I've talked about Style Stage quite a bit, most recently in this recorded Twitch stream if you'd like to learn more about what it is and how to contribute!
Style Stage was one of my first Eleventy projects, and Eleventy became an enabler for basically all of the projects that followed. Eleventy (11ty) is a static site generator and if you want to learn more - guess what? I have a whole side project about it, haha! Check out 11ty.Rocks for resources that can help you get started or advance your existing projects.
In the midst of doing those projects, my confidence was growing. Folks were liking what I was putting out there, including some that I had admired a long time (which left me pretty starstruck - like what? Me? Former farm girl? 😱).
For much of my career, I thought that if I couldn't make something perfect I had no business releasing it. This is extremely flawed logic, and is why we often talk about imposter syndrome.

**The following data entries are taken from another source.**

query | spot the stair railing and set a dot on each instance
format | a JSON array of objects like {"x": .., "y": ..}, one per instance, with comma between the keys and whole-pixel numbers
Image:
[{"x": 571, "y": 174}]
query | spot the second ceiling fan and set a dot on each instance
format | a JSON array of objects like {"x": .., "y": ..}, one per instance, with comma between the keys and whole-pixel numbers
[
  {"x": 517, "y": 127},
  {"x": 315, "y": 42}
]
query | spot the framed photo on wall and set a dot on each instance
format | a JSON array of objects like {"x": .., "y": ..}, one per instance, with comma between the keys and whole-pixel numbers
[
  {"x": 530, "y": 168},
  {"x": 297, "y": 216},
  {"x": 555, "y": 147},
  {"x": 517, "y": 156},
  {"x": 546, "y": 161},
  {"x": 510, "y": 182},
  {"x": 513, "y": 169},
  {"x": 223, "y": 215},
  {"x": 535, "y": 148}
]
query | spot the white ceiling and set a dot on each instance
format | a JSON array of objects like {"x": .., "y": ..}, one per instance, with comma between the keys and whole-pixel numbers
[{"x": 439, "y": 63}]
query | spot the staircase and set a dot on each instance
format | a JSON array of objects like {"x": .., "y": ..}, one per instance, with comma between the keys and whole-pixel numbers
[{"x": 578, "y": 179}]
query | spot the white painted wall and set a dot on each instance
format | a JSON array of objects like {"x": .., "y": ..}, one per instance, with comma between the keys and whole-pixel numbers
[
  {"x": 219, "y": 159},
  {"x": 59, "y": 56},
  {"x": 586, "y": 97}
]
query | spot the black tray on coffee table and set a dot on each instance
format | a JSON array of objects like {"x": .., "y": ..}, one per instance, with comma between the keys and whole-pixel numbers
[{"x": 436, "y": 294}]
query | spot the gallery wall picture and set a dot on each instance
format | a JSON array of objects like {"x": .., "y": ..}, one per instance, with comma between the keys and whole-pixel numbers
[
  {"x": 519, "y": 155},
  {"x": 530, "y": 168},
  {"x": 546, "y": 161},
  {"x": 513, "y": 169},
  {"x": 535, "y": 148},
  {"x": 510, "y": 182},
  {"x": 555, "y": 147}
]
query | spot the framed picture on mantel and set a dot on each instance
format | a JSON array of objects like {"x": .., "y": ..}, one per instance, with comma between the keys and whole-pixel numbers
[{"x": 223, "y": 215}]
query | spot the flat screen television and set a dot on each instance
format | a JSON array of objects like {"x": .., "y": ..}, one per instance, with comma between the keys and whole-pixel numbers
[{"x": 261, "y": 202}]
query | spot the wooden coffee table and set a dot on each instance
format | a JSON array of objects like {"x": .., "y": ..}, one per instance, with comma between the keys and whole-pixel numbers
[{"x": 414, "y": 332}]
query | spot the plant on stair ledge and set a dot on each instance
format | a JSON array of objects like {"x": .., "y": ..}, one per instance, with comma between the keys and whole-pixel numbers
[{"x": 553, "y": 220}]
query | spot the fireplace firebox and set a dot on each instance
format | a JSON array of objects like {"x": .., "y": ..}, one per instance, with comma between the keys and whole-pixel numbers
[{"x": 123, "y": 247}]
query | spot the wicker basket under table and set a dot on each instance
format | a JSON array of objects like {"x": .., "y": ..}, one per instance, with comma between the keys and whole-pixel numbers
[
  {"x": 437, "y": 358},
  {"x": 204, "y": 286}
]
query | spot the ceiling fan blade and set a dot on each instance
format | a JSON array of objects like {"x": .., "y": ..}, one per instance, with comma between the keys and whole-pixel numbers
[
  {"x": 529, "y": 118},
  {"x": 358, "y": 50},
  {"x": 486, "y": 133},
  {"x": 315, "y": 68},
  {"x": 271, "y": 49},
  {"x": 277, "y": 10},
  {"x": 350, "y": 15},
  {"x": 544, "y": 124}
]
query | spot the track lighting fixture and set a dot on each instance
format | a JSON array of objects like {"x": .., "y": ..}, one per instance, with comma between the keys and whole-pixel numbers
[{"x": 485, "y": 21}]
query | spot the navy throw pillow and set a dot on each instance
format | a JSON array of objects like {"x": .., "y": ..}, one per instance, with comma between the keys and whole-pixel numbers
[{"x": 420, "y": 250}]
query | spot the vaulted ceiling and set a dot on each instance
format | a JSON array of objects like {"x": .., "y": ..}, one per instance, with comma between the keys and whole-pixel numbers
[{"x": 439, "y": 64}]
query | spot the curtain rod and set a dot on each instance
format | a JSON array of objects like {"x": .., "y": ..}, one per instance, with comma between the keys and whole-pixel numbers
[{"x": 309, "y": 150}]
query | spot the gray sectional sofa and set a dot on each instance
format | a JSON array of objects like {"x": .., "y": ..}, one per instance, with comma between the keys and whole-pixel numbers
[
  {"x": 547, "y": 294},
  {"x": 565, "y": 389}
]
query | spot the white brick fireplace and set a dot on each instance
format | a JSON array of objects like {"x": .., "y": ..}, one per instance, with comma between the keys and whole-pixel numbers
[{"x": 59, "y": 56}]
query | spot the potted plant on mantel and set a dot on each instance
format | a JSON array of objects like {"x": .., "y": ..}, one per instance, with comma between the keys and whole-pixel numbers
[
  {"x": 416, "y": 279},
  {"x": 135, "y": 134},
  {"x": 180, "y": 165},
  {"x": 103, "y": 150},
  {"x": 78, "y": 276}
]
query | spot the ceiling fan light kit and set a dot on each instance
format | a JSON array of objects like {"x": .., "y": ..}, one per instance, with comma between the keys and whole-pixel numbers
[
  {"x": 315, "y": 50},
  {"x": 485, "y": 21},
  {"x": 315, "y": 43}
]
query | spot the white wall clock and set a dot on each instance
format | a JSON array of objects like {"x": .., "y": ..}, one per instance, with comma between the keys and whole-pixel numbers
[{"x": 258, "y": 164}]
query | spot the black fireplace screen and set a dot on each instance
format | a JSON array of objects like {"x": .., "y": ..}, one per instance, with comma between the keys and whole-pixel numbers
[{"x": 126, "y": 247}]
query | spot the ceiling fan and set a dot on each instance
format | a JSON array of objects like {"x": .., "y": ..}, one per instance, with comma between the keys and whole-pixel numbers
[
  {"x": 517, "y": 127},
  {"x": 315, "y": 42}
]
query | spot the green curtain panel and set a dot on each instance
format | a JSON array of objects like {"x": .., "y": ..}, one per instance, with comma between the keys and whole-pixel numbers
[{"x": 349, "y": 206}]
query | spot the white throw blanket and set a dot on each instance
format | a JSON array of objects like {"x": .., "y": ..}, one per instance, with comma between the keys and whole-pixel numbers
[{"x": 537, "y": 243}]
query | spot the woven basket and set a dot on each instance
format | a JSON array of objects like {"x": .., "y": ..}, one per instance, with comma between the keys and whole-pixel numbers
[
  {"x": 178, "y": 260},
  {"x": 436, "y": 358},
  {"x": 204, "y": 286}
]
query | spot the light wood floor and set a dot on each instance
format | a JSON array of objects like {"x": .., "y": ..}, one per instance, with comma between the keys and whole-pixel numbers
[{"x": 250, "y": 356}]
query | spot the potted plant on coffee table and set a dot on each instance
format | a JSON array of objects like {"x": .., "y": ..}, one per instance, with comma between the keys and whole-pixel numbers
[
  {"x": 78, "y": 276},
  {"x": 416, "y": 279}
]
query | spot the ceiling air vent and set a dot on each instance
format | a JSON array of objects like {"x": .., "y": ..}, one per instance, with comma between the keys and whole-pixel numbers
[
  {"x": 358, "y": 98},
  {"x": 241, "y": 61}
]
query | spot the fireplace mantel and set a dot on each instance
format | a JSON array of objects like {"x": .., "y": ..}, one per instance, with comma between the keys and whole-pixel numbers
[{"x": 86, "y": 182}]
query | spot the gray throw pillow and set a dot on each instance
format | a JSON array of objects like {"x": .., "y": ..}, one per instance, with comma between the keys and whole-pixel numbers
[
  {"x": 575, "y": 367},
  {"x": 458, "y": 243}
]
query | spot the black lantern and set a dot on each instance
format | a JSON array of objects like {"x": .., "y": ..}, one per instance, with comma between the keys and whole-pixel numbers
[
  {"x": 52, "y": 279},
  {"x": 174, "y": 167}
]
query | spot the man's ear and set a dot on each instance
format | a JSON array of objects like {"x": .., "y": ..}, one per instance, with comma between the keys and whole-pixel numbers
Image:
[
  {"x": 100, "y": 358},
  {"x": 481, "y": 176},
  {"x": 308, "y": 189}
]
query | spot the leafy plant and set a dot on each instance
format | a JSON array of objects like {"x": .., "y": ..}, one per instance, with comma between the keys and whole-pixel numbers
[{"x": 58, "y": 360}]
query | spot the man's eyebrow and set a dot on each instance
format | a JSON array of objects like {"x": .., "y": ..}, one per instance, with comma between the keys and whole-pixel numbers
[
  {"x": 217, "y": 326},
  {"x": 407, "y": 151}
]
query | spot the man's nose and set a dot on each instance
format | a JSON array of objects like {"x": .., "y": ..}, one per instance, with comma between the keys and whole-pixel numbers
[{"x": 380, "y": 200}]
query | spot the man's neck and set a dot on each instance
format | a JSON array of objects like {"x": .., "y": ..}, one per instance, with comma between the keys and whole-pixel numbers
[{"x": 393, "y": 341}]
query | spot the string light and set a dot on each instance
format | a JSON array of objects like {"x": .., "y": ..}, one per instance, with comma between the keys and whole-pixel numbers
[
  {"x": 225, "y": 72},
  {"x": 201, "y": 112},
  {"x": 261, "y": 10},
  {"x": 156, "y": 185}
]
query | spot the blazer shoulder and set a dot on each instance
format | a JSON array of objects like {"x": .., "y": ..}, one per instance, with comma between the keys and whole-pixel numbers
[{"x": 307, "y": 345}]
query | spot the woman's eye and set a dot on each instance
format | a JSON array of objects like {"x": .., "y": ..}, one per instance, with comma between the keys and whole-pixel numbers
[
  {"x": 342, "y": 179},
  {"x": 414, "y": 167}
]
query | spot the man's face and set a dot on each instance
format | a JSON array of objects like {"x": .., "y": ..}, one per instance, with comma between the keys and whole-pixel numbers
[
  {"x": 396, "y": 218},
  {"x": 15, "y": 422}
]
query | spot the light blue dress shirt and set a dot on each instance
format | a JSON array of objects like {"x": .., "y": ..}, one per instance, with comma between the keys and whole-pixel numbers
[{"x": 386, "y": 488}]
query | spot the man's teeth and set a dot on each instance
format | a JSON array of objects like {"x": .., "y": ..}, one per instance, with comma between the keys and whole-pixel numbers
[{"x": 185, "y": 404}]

But as I built a flow of creating projects, I also started to embrace instantly releasing them which I highly recommend to help you get past imposter syndrome. Yes, it's extremely scary at first! But - the more you do it, the less scary it becomes.
Eleventy let me boilerplate certain aspects, and I created additional tools to help me create color palettes and social share images. Those freed me to focus on architecting my idea and preparing content and design and ensuring accessibility. Then - out the door it went!
I also decided to submit my writing to some additional publications (because it sure doesn't hurt to get paid sometimes!), which was a wonderful experience to work with talented editors:
- Create Responsive Image Effects With CSS Gradients And aspect-ratio - Smashing Magazine
- CSS-Tricks author profile - 3 articles
- Use the Intersection Observer API For Analytics Events - egghead
And as I created content and tried out various formats, I was able to learn more about appealing to different learning styles. This led to the following projects:
- SmolCSS.dev - Minimal snippets for modern CSS layouts and components
- ButtonBuddy.dev - Learn about accessible button contrast then generate your own accessible button color palette
I've also had the privilege to speak at some events and on streams:
- CSS Masters - discussing Style Stage and some of my background and approach to CSS
- LondonCSS - Talk focusing on Style Stage
- Colbyashi Maru - Twitch stream with Colby Fayock where SmolCSS.dev originated
I will be teaching a workshop for Smashing Conference in July called "Level-Up With Modern CSS" that is now available for early-bird registration!
More past and upcoming events are listed on my main site
I would LOVE to know what your accomplishments were this year and how you have worked to kick imposter syndrome to the curb!